# DEA Annual Land Cover Processing - Demo

This notebook demonstrates how to use the DEA (Digital Earth Australia) annual land cover processing workflow to:

1. Download state boundaries for NSW and QLD
2. Configure processing parameters
3. Process annual land cover data (1988-present)
4. Generate woody/non-woody classifications
5. Create time-series animations

## Prerequisites

Before running this notebook, ensure you have:

- Installed all required dependencies (`pip install -r requirements.txt`)
- Downloaded state boundaries (run `scripts/fetch_australian_state_geojson.py`)
- Configured data access (ODC or STAC) - to be implemented in sweep-2

## Note on Data Fetching

This is a **template implementation** for sweep-1. The actual data fetching from DEA (via datacube or STAC) will be implemented in sweep-2. The `fetch_dea_raster_for_year()` function currently raises a `NotImplementedError` with instructions for implementation.

## 1. Setup and Imports

In [None]:
import sys
from pathlib import Path

# Add src to path
repo_root = Path.cwd().parent if 'notebooks' in str(Path.cwd()) else Path.cwd()
sys.path.insert(0, str(repo_root / 'src'))

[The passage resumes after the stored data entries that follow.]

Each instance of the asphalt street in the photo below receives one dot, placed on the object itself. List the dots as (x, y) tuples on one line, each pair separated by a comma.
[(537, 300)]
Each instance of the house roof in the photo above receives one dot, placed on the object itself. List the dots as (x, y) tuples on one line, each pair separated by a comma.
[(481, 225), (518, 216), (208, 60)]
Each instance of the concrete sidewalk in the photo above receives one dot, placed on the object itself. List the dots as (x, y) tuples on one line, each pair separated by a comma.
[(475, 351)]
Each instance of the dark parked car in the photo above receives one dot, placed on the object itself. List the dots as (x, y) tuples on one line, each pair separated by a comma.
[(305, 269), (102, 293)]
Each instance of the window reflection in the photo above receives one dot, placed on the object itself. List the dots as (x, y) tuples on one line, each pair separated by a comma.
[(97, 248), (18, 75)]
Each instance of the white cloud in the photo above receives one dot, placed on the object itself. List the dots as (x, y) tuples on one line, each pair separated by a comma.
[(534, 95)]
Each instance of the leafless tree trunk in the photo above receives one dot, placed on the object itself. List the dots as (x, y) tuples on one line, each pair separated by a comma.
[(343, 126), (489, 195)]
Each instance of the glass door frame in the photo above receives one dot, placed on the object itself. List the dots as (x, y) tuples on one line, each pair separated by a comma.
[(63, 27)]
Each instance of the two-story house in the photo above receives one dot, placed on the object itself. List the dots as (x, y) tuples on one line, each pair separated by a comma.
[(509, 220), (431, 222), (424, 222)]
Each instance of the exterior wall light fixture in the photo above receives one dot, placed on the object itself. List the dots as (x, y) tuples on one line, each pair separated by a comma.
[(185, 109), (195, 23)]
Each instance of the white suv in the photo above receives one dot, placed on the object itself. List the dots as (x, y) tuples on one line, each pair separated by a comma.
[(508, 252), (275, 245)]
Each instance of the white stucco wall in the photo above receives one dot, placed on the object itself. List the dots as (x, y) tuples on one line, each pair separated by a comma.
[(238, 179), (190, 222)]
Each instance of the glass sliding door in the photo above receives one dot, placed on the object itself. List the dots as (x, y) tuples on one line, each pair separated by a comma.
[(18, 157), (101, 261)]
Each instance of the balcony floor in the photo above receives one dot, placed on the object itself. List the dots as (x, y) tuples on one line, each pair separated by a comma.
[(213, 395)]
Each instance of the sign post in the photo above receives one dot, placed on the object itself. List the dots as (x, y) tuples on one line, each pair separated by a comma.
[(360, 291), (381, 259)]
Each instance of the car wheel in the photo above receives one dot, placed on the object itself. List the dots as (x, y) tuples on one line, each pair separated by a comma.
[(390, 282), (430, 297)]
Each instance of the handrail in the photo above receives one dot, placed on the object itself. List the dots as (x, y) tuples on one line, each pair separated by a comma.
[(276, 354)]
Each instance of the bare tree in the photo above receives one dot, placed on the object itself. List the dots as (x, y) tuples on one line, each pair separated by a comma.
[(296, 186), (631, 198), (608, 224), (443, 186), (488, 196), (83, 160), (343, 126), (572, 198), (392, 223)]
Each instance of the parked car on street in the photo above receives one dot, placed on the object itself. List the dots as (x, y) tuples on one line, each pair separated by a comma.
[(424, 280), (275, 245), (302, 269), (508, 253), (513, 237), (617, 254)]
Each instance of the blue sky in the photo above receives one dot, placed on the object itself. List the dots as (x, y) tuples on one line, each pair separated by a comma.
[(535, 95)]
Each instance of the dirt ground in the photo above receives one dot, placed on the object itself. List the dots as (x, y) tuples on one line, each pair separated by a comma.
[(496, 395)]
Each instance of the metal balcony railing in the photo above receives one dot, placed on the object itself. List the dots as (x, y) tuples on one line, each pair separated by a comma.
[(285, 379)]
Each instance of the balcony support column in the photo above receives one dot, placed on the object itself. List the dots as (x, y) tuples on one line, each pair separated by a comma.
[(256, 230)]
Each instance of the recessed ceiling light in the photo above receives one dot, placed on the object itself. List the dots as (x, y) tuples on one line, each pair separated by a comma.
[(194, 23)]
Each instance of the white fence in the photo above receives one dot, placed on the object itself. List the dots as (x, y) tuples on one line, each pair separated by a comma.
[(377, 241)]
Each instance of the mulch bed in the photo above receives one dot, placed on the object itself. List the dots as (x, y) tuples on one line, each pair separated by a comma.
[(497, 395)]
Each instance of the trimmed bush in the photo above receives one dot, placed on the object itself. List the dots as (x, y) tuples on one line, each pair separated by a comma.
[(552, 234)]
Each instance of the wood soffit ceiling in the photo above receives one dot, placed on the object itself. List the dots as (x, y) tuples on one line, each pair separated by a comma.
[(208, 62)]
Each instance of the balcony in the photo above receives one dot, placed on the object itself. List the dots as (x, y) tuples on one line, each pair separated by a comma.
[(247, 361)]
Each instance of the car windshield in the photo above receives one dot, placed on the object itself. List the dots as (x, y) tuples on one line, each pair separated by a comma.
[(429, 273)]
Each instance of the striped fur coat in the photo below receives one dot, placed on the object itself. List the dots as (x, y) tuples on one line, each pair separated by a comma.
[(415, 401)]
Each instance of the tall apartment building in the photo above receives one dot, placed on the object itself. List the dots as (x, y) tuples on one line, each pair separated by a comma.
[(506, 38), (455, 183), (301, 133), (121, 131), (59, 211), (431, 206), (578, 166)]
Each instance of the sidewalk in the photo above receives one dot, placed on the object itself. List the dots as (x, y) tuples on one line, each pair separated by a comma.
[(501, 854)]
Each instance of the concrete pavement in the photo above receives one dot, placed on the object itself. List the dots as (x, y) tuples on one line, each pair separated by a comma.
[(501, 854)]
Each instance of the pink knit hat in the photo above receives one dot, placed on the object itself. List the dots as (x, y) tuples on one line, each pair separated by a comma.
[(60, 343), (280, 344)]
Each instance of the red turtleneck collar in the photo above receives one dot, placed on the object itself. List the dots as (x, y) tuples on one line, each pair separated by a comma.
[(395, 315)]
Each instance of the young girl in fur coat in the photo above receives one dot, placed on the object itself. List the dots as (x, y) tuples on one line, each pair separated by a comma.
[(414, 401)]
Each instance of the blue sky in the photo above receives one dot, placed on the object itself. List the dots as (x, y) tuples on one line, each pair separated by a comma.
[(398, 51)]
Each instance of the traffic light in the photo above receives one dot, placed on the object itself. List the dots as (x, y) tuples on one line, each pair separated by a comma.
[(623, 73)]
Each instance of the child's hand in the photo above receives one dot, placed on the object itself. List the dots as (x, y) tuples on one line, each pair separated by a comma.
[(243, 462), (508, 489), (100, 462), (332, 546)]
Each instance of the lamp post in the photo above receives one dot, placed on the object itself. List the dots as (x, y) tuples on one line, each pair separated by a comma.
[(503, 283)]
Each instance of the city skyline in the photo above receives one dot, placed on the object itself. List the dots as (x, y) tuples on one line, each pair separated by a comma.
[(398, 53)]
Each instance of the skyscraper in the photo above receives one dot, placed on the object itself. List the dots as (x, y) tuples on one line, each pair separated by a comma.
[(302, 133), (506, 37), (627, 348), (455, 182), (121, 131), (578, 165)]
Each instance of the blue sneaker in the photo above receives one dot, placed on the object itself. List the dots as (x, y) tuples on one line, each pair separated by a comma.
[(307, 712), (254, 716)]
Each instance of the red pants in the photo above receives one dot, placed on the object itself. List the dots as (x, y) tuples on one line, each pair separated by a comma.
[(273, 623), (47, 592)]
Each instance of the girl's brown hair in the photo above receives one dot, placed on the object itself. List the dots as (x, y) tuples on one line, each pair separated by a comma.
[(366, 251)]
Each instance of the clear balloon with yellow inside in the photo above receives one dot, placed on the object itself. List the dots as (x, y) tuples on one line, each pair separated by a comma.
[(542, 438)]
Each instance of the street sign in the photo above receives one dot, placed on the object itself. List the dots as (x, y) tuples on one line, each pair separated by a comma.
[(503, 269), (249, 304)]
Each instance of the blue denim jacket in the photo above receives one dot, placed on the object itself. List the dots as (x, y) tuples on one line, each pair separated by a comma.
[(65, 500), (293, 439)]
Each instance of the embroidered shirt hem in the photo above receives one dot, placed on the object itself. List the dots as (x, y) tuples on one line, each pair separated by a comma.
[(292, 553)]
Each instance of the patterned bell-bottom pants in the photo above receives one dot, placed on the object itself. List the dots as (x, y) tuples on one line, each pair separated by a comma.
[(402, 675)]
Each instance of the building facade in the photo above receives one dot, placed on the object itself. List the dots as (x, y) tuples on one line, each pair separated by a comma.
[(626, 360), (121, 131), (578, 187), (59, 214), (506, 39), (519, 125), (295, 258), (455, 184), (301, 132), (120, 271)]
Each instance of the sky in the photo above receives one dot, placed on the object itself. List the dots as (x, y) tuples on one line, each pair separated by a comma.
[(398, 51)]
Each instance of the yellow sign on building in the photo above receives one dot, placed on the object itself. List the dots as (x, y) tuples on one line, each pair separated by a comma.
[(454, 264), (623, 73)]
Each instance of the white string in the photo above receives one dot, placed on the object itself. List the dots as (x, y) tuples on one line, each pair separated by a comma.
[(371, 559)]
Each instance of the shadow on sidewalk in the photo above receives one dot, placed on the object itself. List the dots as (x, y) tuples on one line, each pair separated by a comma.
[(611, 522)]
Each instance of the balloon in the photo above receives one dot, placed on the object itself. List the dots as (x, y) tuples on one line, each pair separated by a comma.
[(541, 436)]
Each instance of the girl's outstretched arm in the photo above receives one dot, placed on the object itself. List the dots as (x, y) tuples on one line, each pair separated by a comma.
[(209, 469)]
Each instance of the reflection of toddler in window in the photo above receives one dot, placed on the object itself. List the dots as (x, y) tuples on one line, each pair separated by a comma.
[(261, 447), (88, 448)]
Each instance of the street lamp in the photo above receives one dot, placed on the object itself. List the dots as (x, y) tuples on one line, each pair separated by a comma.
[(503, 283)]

from aus_land_clearing.dea_processor import (
    load_config,
    load_aoi,
    reclassify_dea_classes,
    process_dea_timeseries
)

import numpy as np
import matplotlib.pyplot as plt

## 2. Load Configuration

In [None]:
# Load configuration
config = load_config()

# Display DEA profile settings
dea_config = config['dea_profile']
print("DEA Processing Configuration:")
print("="*50)
print(f"Product ID: {dea_config['product_id']}")
print(f"Time range: {dea_config['start_year']} - {dea_config['end_year']}")
print(f"CRS: {dea_config['crs']}")
print(f"Resolution: {dea_config['resolution']} meters")
print(f"Output directory: {dea_config['output_dir']}")
print(f"\nStates: {', '.join(dea_config['aoi_paths'].keys())}")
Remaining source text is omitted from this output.